Mount Vernon, WA — Dans une victoire pour le mouvement climatique, un jury n'a pas pu parvenir à un verdict dans le procès de Ken Ward, un militant climatique de Corbett, Oregon, qui avait été accusé de sabotage et d'effraction après une manifestation en octobre 2016 au cours de laquelle lui et quatre autres militants avaient temporairement bloqué l'écoulement du pétrole de sables bitumineux du Canada vers les États-Unis. M. Ward, un écologiste chevronné qui avait pendant des années exploré des voies juridiques pour lutter contre le changement climatique avant de se tourner vers la désobéissance civile, a témoigné lors du procès de deux jours que ses actions visaient à bloquer le passage de combustibles nocifs vers les États-Unis et à inspirer les individus et les dirigeants politiques à agir pour éviter un réchauffement climatique catastrophique. Le jury a délibéré pendant plusieurs heures sur une période de deux jours avant d'informer le juge du comté de Skagit, Michael E. Rickert, qu'il ne pouvait pas parvenir à un verdict.
En raison du procès avorté, l'accusation a la possibilité de juger à nouveau M. Ward. Une audience de planification a été fixée au 9 février, date à laquelle on s'attend à ce que l'accusation indique si elle a l'intention de procéder à un second procès.
M. Ward a admis qu'il était entré dans une installation de pipeline de Kinder Morgan près d'Anacortes, dans l'État de Washington, le 11 octobre 2016, et qu'il avait tourné une vanne pour arrêter le flux de pétrole de sables bitumineux en provenance du Canada. Au même moment, d'autres activistes ont actionné des vannes de pipeline dans le Montana, le Dakota du Nord et le Minnesota. Ils réagissaient à un appel à l'action du mouvement de protestation contre le pipeline de Standing Rock dans le Dakota du Nord.

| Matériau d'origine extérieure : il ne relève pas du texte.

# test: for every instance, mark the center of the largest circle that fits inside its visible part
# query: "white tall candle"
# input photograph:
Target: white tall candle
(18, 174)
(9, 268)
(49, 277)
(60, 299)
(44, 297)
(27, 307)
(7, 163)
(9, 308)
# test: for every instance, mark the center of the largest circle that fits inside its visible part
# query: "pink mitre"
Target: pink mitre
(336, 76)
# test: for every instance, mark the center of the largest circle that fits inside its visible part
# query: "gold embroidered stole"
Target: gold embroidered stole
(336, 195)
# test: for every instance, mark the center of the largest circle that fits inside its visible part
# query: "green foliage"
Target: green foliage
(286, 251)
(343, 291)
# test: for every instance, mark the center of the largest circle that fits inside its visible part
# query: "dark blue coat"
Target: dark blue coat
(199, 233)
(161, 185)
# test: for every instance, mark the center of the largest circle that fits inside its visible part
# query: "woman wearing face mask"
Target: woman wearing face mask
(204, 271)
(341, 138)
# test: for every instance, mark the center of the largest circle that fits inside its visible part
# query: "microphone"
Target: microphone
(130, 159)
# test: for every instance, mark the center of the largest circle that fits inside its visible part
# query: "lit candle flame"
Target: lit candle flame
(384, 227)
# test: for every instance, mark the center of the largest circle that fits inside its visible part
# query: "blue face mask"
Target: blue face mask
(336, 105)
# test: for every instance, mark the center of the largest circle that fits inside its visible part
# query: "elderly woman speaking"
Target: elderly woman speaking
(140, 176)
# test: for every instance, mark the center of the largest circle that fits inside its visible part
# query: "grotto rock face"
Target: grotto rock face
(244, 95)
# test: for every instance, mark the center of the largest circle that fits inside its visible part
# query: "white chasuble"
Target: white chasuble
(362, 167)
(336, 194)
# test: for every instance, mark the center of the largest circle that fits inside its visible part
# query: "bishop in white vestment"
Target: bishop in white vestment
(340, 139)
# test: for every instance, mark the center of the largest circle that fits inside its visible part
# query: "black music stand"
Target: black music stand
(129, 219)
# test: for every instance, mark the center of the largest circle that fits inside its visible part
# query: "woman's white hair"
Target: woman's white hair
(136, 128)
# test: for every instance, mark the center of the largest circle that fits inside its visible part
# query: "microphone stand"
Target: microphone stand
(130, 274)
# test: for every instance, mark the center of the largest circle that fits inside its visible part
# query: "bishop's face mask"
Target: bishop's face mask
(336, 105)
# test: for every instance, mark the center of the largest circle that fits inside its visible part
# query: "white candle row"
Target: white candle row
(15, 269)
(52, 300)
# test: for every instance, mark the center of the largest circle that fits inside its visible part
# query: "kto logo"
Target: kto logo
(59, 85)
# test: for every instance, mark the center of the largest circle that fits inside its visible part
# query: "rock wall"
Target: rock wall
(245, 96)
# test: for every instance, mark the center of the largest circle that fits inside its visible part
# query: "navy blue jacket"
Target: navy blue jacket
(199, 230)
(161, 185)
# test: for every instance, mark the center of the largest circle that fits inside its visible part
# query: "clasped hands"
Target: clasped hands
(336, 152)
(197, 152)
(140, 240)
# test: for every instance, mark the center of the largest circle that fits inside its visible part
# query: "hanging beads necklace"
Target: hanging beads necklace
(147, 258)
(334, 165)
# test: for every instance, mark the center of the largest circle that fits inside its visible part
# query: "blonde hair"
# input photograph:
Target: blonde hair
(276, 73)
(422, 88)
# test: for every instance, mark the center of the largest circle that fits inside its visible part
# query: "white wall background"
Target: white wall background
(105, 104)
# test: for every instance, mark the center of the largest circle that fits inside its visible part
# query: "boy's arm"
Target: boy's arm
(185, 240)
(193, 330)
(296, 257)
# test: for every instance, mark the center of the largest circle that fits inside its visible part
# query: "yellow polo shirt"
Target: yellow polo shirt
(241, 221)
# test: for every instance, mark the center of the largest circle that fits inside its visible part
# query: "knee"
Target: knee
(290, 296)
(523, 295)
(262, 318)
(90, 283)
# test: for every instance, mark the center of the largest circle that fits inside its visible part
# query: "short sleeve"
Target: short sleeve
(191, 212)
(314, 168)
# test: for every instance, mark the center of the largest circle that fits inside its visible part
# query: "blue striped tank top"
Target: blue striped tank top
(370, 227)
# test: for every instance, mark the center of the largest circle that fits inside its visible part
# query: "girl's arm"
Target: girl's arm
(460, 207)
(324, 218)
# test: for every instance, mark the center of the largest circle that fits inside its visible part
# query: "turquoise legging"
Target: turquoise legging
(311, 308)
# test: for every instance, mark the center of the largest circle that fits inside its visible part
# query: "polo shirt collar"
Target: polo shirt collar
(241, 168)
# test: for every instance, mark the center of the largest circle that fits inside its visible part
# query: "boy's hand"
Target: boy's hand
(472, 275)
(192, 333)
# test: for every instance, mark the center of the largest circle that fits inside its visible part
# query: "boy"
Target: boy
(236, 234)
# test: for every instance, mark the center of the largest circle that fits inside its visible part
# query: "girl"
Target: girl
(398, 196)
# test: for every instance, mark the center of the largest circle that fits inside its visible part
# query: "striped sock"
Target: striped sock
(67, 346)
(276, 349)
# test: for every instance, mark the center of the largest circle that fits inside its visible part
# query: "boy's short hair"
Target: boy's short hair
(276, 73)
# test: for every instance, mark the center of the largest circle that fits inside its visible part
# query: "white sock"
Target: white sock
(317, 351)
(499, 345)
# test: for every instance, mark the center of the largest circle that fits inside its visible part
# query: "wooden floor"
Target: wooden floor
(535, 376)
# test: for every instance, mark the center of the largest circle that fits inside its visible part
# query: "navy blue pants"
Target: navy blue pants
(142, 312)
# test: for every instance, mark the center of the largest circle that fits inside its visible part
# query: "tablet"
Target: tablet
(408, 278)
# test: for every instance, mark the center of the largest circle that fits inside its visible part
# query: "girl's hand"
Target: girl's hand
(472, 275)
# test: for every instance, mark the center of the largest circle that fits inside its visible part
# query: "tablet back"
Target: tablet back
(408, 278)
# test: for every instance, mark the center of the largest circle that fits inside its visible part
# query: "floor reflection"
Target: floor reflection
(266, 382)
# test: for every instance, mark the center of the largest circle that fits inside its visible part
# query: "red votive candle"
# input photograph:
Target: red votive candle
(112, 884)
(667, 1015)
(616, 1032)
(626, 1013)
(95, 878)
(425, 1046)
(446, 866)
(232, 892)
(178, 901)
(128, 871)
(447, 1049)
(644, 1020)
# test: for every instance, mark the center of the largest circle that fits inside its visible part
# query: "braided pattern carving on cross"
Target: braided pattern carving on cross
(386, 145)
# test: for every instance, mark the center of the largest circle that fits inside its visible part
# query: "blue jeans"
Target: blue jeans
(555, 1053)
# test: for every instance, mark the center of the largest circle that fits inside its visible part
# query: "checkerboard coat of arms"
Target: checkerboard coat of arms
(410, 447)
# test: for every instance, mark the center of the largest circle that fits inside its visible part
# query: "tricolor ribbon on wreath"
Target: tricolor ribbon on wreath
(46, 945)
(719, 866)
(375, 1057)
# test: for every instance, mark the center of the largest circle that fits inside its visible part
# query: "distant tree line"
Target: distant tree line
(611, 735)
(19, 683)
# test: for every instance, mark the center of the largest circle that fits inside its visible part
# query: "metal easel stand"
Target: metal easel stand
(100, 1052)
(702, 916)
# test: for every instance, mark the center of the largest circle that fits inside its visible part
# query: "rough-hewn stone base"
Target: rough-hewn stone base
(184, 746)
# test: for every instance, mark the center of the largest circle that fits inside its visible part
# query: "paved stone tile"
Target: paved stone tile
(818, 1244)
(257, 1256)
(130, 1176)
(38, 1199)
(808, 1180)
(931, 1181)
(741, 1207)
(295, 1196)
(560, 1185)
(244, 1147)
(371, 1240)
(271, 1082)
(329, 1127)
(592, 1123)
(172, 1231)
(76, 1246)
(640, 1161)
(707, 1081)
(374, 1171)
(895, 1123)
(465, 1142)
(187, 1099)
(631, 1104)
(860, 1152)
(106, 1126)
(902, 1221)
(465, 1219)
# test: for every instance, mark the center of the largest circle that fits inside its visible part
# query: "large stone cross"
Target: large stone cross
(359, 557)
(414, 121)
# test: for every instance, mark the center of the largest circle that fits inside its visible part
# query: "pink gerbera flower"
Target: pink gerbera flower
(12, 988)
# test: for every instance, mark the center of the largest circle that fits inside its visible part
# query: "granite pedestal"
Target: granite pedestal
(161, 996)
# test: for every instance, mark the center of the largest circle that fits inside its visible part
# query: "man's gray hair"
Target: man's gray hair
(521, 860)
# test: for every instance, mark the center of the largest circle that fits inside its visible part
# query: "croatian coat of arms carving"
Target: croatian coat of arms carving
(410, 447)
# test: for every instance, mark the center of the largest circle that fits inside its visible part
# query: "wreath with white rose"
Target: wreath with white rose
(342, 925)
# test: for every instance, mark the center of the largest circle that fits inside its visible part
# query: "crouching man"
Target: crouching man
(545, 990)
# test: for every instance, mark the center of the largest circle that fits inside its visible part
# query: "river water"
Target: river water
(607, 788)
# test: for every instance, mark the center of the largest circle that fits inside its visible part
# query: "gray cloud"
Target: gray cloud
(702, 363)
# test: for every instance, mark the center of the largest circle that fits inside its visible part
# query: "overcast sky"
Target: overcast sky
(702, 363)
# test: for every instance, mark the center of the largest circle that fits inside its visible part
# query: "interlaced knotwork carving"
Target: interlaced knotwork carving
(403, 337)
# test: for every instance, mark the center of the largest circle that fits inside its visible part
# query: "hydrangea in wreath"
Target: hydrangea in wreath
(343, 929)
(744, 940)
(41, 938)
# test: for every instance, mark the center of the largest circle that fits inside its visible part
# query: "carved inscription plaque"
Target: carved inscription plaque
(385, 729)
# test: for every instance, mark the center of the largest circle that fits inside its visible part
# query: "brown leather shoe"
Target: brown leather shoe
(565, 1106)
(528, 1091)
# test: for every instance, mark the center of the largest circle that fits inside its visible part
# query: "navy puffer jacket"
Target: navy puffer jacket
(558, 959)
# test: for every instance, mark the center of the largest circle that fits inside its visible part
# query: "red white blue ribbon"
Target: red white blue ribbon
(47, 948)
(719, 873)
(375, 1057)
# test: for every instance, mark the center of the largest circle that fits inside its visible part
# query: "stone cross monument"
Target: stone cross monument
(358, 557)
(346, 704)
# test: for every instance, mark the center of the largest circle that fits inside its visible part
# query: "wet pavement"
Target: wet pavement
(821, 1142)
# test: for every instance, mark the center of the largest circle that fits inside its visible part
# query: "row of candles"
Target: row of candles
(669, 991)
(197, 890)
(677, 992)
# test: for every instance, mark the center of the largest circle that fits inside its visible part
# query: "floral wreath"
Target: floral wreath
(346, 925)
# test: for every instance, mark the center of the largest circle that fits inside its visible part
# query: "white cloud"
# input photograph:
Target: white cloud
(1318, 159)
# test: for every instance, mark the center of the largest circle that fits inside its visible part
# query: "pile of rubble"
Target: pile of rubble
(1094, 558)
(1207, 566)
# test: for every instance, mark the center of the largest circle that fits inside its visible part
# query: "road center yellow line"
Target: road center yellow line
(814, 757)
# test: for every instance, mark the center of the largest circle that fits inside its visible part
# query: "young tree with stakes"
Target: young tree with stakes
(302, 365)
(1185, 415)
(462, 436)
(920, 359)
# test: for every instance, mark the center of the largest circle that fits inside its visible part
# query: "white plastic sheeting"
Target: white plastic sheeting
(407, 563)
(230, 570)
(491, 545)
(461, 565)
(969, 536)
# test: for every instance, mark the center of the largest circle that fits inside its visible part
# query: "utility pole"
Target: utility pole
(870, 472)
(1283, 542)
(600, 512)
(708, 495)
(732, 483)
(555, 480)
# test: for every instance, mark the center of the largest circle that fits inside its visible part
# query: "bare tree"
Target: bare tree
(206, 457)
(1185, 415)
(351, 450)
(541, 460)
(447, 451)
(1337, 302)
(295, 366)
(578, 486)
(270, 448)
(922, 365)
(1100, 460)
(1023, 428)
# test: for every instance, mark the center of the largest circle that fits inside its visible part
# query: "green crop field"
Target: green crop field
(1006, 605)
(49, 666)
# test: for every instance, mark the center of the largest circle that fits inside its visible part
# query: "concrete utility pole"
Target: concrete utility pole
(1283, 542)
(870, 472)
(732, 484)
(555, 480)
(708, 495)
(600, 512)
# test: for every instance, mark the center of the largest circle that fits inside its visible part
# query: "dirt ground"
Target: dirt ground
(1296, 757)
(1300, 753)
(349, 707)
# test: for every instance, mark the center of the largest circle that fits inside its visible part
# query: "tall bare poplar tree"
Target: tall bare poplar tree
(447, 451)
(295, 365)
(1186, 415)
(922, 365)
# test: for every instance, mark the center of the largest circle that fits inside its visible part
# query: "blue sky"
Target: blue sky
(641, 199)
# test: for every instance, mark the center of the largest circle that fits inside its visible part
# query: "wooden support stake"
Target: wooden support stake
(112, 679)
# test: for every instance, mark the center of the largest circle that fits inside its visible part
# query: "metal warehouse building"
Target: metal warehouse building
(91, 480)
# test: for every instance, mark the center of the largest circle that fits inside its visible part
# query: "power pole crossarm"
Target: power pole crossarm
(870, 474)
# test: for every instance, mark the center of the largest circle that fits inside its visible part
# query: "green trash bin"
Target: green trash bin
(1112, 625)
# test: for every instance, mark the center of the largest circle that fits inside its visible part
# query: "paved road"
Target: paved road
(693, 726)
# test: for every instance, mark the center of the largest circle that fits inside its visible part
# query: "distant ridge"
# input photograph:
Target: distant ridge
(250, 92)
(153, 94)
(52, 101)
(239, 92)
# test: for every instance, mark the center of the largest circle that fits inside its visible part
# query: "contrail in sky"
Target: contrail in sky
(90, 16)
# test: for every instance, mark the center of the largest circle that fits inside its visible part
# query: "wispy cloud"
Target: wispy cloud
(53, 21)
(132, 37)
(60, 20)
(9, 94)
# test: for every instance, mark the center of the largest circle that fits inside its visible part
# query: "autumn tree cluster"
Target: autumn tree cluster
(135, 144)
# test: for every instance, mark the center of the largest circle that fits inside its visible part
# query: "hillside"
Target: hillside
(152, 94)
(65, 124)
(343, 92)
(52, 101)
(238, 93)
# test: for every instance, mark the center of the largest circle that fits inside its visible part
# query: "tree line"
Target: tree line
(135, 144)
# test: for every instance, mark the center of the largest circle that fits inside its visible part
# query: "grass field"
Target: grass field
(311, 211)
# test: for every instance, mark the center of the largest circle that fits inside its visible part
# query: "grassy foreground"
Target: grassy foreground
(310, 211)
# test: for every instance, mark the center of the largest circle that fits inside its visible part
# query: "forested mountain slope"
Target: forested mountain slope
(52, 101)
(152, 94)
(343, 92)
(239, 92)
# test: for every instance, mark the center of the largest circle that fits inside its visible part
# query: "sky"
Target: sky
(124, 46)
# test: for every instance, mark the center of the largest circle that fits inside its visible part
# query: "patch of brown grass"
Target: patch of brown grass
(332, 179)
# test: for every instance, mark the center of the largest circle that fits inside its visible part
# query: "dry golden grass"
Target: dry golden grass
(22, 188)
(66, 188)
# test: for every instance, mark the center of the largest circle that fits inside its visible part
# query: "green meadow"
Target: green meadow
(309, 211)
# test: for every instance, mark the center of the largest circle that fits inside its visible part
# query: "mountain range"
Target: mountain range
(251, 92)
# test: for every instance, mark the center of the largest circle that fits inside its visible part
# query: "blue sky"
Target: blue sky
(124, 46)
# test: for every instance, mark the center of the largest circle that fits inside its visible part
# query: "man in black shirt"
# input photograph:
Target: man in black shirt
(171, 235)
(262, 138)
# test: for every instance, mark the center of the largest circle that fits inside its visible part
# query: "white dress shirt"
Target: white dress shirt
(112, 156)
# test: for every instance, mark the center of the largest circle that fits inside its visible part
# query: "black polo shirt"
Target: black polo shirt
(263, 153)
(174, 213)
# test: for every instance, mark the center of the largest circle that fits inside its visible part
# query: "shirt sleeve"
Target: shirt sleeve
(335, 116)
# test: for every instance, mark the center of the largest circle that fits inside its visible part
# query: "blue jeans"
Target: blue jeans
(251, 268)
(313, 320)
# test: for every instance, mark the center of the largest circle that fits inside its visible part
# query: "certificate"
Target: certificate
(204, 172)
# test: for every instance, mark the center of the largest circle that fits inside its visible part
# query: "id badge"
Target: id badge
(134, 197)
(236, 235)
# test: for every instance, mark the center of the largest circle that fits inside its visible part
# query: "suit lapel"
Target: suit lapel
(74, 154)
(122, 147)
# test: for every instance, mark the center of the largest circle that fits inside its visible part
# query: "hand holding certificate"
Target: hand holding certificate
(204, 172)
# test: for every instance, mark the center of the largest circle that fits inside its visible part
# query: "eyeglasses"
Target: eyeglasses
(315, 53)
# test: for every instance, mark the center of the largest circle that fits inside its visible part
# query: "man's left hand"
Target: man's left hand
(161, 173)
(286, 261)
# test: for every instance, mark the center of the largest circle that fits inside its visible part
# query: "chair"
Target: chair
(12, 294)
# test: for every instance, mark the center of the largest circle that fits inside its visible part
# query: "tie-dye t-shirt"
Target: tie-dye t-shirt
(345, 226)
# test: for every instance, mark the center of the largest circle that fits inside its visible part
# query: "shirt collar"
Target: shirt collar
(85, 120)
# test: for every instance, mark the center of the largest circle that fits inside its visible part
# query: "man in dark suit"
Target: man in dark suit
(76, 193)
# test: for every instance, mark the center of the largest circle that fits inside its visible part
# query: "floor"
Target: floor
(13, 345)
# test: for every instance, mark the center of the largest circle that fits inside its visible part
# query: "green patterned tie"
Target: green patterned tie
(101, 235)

Le procès a été interrompu par une décision avant procès très critiquée du juge Rickert, qui a interdit la présentation de preuves démontrant que l'action de protestation de M. Ward était justifiée par la nécessité d'éviter le changement climatique. Qualifiant les questions de l'existence du changement climatique et de ses causes de sujet de “ controverse considérable ”, le juge Rickert a empêché les témoins experts de M. Ward de témoigner sur la science du changement climatique, ses effets actuels et futurs, et l'absence d'alternatives juridiques significatives pour y remédier. Les déclarations du juge Rickert contredisaient le consensus scientifique sur l'existence et les origines du changement climatique et semblaient violer des règles bien établies protégeant le droit des accusés à présenter une défense. Néanmoins, M. Ward a pu témoigner personnellement de la motivation de ses actions. De plus, lors du témoignage de M. Ward, le juge a accepté le fait scientifique de l'augmentation record du dioxyde de carbone dans l'atmosphère. M. Ward a ensuite été autorisé à présenter au jury un graphique publié par la NASA qui illustrait ce fait et à expliquer comment cela avait influencé sa décision de tourner la valve du pipeline.
Kelsey Skaggs, avocate au Climate Defense Project, qui a apporté un soutien juridique à M. Ward aux côtés du Civil Liberties Defense Center et de Ralph Hurvitz, a commenté : “ L'échec du dossier de l'accusation montre que l'opinion publique évolue quant à la nécessité d'une action directe pour résoudre la crise climatique. Face à l'échec de nos dirigeants politiques, nous avons besoin de militants plus courageux comme Ken pour s'opposer à l'industrie des combustibles fossiles et montrer l'exemple de la manière dont les gens ordinaires peuvent apporter le changement. ”
La victoire juridique de M. Ward survient à la suite d'autres tentatives de “défense basée sur la nécessité climatique” et au milieu d'une vague de désobéissance civile visant à mettre fin à l'extraction d'énergies fossiles et à protéger le climat du réchauffement extrême.
Les procès des co-activistes de Monsieur Ward, impliqués dans l'action d'octobre 2016, sont prévus pour ce printemps et cet été.